A retrospective study by Budak et al. [18] was performed on 72 patients treated with thyroidectomy and radioiodine therapy; 36 of the population studied became pregnant after treatment, and 36 were non-pregnant, there were no difference between the two groups in treatment effects and prognosis (local recurrence or metastases) at follow-up. Beksaç et al. [5] showed, through a comparative study of a group of pregnant women followed for PTC, and a group of non-pregnant women also followed for PTC that there is no difference between the groups in terms of metastasis or relapses before and after pregnancy. Hirsch et al. [6] tested 63 women who gave birth after receiving treatment and compared their thyroid assessment of postoperative monitoring before and during pregnancy. Their results showed no correlation between disease progression during pregnancy and the following parameters: stage of PTC, interval between diagnosis and pregnancy, TSH level during pregnancy, and thyroglobulin before conception. They also noted a strong correlation between cancer progression and its persistence before pregnancy. This is consistent with our study, over an average follow-up duration of 2.8 years, cancer progression was correlated with the persistence of thyroid cancer before pregnancy and delay of radioiodine therapy.

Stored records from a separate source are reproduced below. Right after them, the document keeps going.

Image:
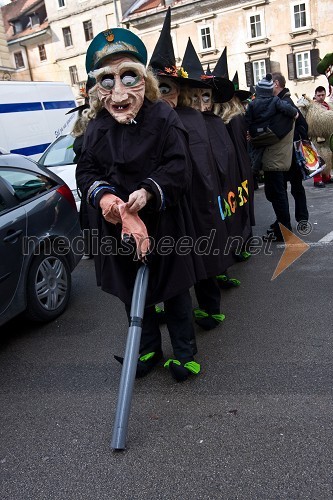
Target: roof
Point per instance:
(15, 10)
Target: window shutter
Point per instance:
(314, 56)
(249, 74)
(268, 65)
(291, 67)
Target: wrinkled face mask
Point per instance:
(121, 88)
(169, 91)
(202, 99)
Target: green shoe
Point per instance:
(207, 321)
(161, 314)
(243, 256)
(225, 282)
(180, 371)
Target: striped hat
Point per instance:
(265, 86)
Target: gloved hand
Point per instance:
(135, 227)
(109, 204)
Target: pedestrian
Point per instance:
(271, 127)
(86, 213)
(135, 160)
(294, 174)
(320, 139)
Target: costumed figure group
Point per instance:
(159, 165)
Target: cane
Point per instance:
(130, 359)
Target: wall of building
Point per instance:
(229, 21)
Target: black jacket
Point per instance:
(269, 112)
(206, 188)
(153, 153)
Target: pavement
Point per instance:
(256, 424)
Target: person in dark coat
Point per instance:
(293, 175)
(234, 195)
(203, 196)
(232, 114)
(136, 150)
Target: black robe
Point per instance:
(152, 153)
(205, 191)
(237, 130)
(235, 185)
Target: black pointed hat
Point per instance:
(208, 71)
(89, 84)
(163, 56)
(243, 95)
(193, 67)
(235, 81)
(163, 60)
(221, 67)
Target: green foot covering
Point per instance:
(181, 371)
(207, 321)
(225, 282)
(161, 314)
(146, 362)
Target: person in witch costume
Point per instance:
(232, 113)
(135, 159)
(234, 187)
(86, 213)
(203, 196)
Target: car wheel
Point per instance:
(48, 287)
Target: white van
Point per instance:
(33, 114)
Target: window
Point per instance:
(19, 63)
(73, 74)
(299, 15)
(17, 27)
(67, 36)
(42, 52)
(303, 65)
(34, 20)
(206, 37)
(88, 32)
(255, 26)
(259, 70)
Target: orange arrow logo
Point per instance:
(294, 248)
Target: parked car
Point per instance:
(39, 240)
(59, 158)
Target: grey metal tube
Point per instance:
(130, 359)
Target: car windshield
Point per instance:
(59, 153)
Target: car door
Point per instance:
(13, 227)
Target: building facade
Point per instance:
(48, 39)
(261, 36)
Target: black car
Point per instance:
(40, 240)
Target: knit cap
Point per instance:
(264, 87)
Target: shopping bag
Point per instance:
(308, 159)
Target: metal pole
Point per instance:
(130, 360)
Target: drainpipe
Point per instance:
(116, 12)
(26, 54)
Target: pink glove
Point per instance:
(110, 208)
(114, 210)
(133, 226)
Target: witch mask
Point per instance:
(121, 87)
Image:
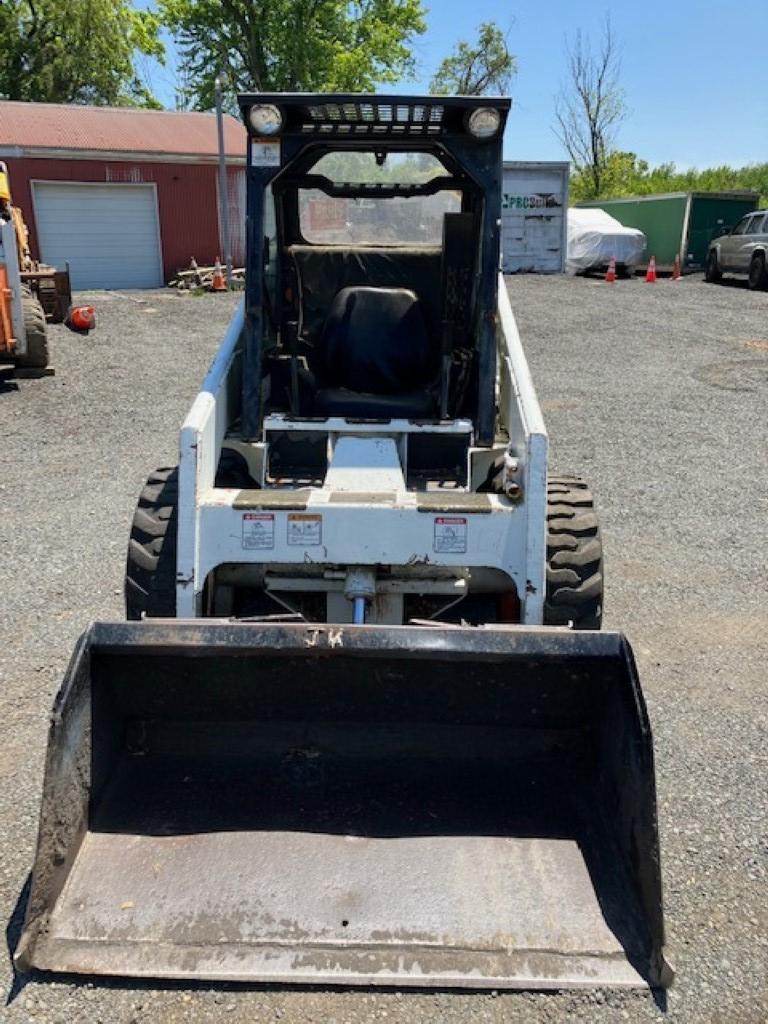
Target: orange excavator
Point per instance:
(31, 293)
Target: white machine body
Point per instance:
(367, 532)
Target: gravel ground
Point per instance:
(657, 395)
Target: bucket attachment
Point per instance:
(349, 805)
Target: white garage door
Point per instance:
(108, 233)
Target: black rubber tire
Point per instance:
(36, 356)
(758, 281)
(574, 558)
(713, 273)
(151, 566)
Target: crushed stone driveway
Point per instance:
(658, 395)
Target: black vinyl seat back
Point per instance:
(376, 342)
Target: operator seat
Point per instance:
(376, 359)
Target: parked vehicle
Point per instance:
(30, 292)
(385, 740)
(679, 226)
(743, 251)
(595, 238)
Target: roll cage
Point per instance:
(280, 166)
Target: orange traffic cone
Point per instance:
(218, 284)
(81, 318)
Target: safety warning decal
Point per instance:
(258, 529)
(451, 536)
(304, 529)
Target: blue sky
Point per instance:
(693, 73)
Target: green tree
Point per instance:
(474, 69)
(81, 51)
(627, 174)
(293, 45)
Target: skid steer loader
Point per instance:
(360, 726)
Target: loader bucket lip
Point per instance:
(74, 838)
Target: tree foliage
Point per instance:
(591, 105)
(81, 51)
(293, 45)
(626, 174)
(476, 69)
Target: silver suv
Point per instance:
(742, 250)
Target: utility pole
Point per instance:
(223, 190)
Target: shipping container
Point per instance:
(535, 198)
(680, 223)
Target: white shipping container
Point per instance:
(535, 201)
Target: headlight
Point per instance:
(265, 119)
(483, 122)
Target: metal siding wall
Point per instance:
(186, 200)
(534, 203)
(710, 216)
(659, 218)
(236, 184)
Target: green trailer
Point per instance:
(680, 223)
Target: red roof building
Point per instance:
(126, 197)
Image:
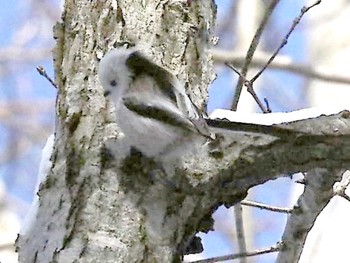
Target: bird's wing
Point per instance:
(158, 110)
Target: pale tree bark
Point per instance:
(96, 209)
(89, 212)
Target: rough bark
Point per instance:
(86, 213)
(95, 210)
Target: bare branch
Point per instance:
(285, 39)
(240, 231)
(43, 73)
(266, 207)
(279, 63)
(317, 194)
(272, 249)
(250, 53)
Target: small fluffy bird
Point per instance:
(152, 108)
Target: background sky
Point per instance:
(27, 102)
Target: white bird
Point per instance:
(152, 108)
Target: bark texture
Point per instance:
(92, 209)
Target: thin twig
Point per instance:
(43, 73)
(280, 63)
(285, 39)
(272, 249)
(250, 53)
(340, 187)
(242, 247)
(267, 207)
(250, 89)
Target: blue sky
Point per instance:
(20, 174)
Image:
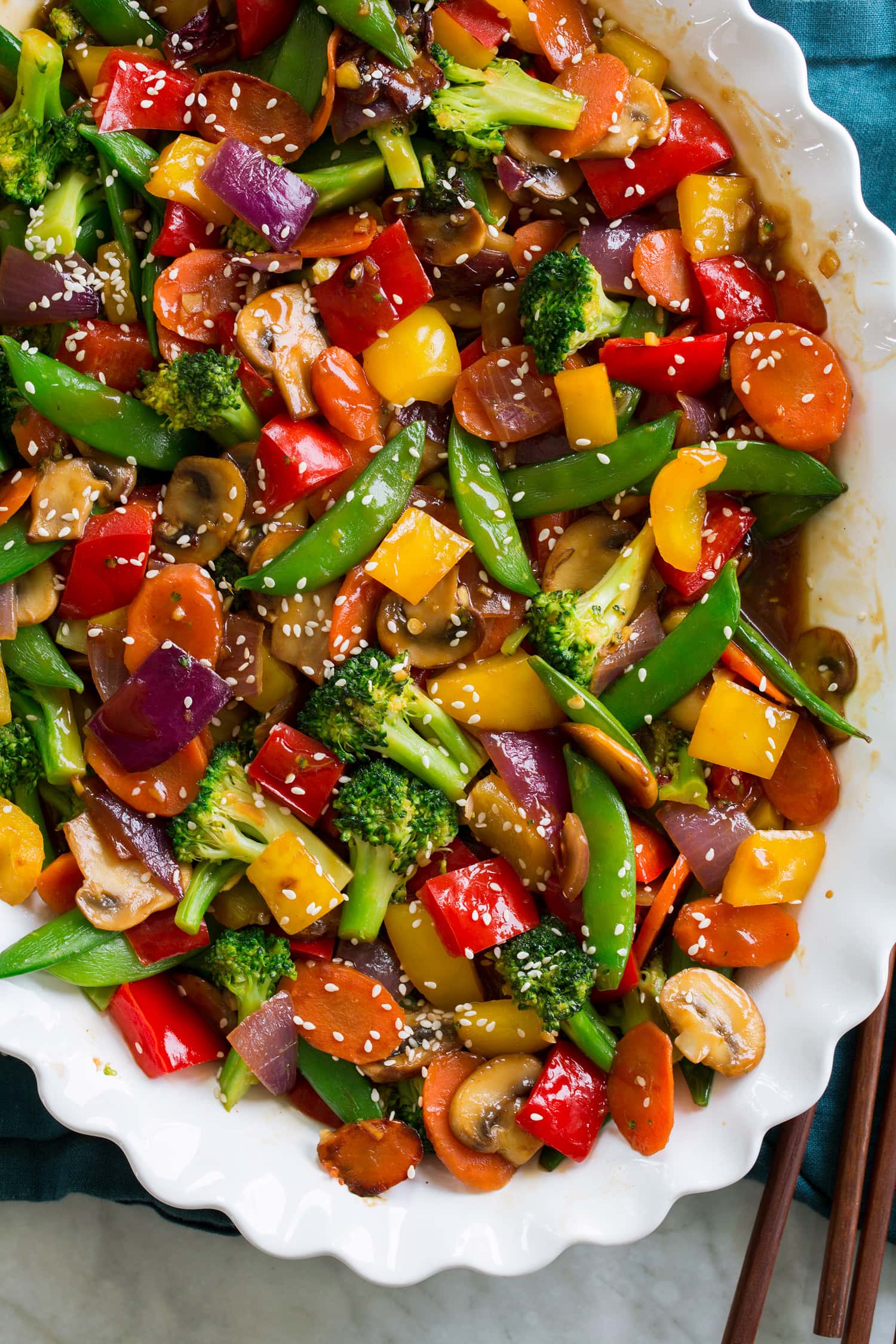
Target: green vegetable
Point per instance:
(607, 897)
(485, 511)
(355, 526)
(684, 658)
(344, 1089)
(593, 475)
(105, 418)
(202, 391)
(371, 705)
(563, 307)
(249, 964)
(780, 671)
(570, 628)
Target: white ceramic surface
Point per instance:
(258, 1164)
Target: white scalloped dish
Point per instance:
(258, 1164)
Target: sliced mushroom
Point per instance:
(62, 499)
(716, 1020)
(278, 335)
(627, 769)
(644, 120)
(434, 632)
(585, 553)
(36, 594)
(484, 1109)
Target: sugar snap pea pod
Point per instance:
(103, 417)
(339, 1084)
(607, 897)
(485, 511)
(593, 475)
(36, 660)
(66, 936)
(684, 658)
(786, 678)
(355, 526)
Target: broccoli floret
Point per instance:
(563, 307)
(249, 964)
(54, 225)
(371, 705)
(35, 133)
(477, 106)
(202, 391)
(679, 775)
(570, 628)
(547, 971)
(390, 821)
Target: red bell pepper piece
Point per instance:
(116, 351)
(725, 527)
(569, 1104)
(135, 92)
(695, 143)
(108, 563)
(163, 1030)
(735, 294)
(183, 230)
(373, 292)
(296, 771)
(159, 937)
(480, 906)
(294, 459)
(689, 366)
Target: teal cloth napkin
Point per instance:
(851, 49)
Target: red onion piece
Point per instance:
(35, 292)
(266, 1042)
(644, 636)
(144, 837)
(708, 837)
(532, 766)
(160, 708)
(268, 197)
(610, 249)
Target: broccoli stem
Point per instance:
(207, 880)
(369, 891)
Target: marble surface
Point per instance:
(84, 1272)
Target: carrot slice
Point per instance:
(180, 604)
(664, 269)
(370, 1156)
(641, 1089)
(600, 78)
(662, 904)
(796, 388)
(358, 1020)
(444, 1077)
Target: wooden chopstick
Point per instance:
(768, 1230)
(833, 1291)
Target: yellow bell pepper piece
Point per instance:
(644, 61)
(296, 889)
(460, 44)
(499, 694)
(499, 1027)
(679, 504)
(498, 820)
(20, 854)
(715, 214)
(771, 867)
(176, 178)
(417, 361)
(742, 730)
(416, 554)
(446, 981)
(589, 412)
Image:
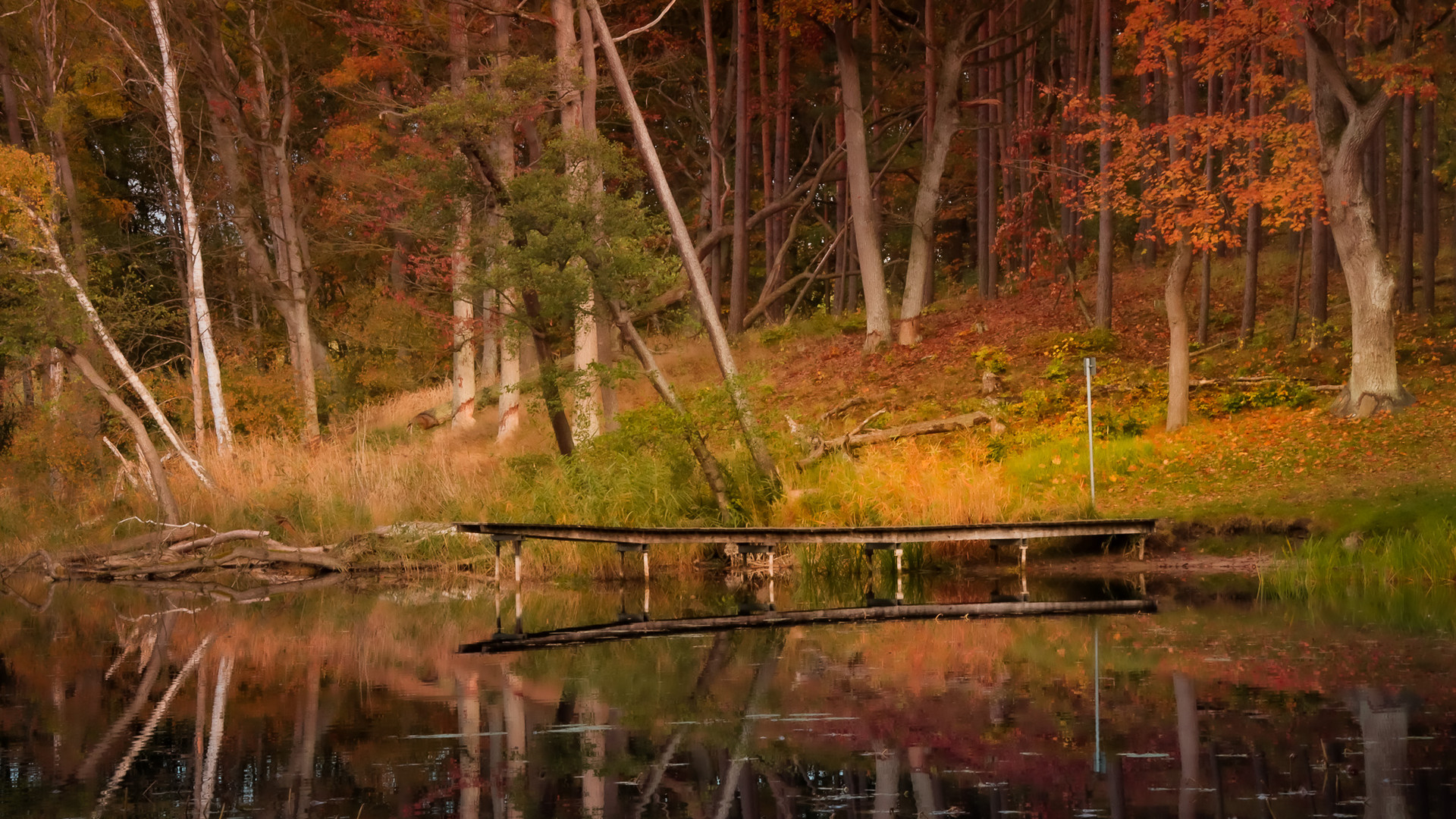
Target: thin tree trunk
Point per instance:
(685, 246)
(1345, 129)
(53, 249)
(171, 513)
(1407, 206)
(1430, 210)
(1177, 279)
(549, 378)
(191, 228)
(861, 196)
(984, 188)
(712, 471)
(11, 99)
(1320, 270)
(503, 159)
(462, 330)
(715, 156)
(742, 199)
(462, 327)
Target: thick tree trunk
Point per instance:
(1104, 232)
(712, 471)
(171, 513)
(742, 199)
(549, 378)
(462, 330)
(1405, 237)
(685, 246)
(1345, 129)
(928, 196)
(861, 196)
(1430, 210)
(191, 228)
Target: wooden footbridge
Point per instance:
(766, 539)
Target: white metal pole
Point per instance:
(1087, 368)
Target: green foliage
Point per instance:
(1282, 392)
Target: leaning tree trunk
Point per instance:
(928, 197)
(712, 472)
(191, 229)
(861, 194)
(733, 382)
(1345, 127)
(171, 513)
(53, 249)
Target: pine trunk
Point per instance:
(191, 228)
(861, 194)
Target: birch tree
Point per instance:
(168, 89)
(25, 191)
(689, 254)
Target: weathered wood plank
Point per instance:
(775, 535)
(820, 617)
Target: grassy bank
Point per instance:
(1254, 449)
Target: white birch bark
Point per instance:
(191, 231)
(462, 362)
(587, 419)
(509, 404)
(52, 249)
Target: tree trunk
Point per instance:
(171, 513)
(1177, 278)
(462, 328)
(551, 382)
(861, 197)
(685, 246)
(1345, 127)
(1405, 240)
(742, 199)
(1430, 210)
(462, 325)
(928, 196)
(712, 472)
(11, 99)
(715, 158)
(1320, 268)
(191, 228)
(1104, 232)
(53, 249)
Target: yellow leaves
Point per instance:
(25, 183)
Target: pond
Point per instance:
(351, 698)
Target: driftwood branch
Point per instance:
(856, 439)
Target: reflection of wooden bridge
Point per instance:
(501, 643)
(752, 539)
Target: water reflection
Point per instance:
(353, 701)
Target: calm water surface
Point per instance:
(353, 700)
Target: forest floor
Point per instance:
(1258, 463)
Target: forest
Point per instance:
(328, 265)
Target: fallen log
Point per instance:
(240, 554)
(856, 439)
(215, 539)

The interval between diagnosis and pregnancy, the TSH levels during pregnancy or thyroglobulin level before conception had no statistically significant impact on the progression of thyroid carcinoma. Anxiety in cancer patients who wish to become pregnant is very high [19]. In our study, the average age of patients was higher than the general population. It is because most women chose to wait for remission before becoming pregnant to achieve better outcomes for mother and fetus. The lengthy period of treatment and awareness of fetal teratogenic effect of radioiodine-therapy [20] seem to force women to delay pregnancy, hence the importance of planning the pregnancy after remission. Our study showed that pregnancy did not constitute a factor on progression of thyroid carcinoma. Limitations of this study are the relatively small number of patients and the short follow up period.

Conclusion

Pregnancy has no significant effect on the recurrence of thyroid carcinoma in patients exhibiting no persistence of the disease before conception. Only a delay in treatment, in particular a delay in radioiodine therapy, could affect the prognosis in patients not declared remitted before pregnancy. However, regular monitoring of patients with thyroid cancer in pregnancy is still important.

What is known about this topic

Thyroid carcinoma is more frequent in women of reproductive age;

It can affect both fertility and the course of pregnancy.

What this study adds

The study established that pregnancy has no effect on the recurrence of thyroid carcinoma in patients exhibiting no persistence of the disease before conception.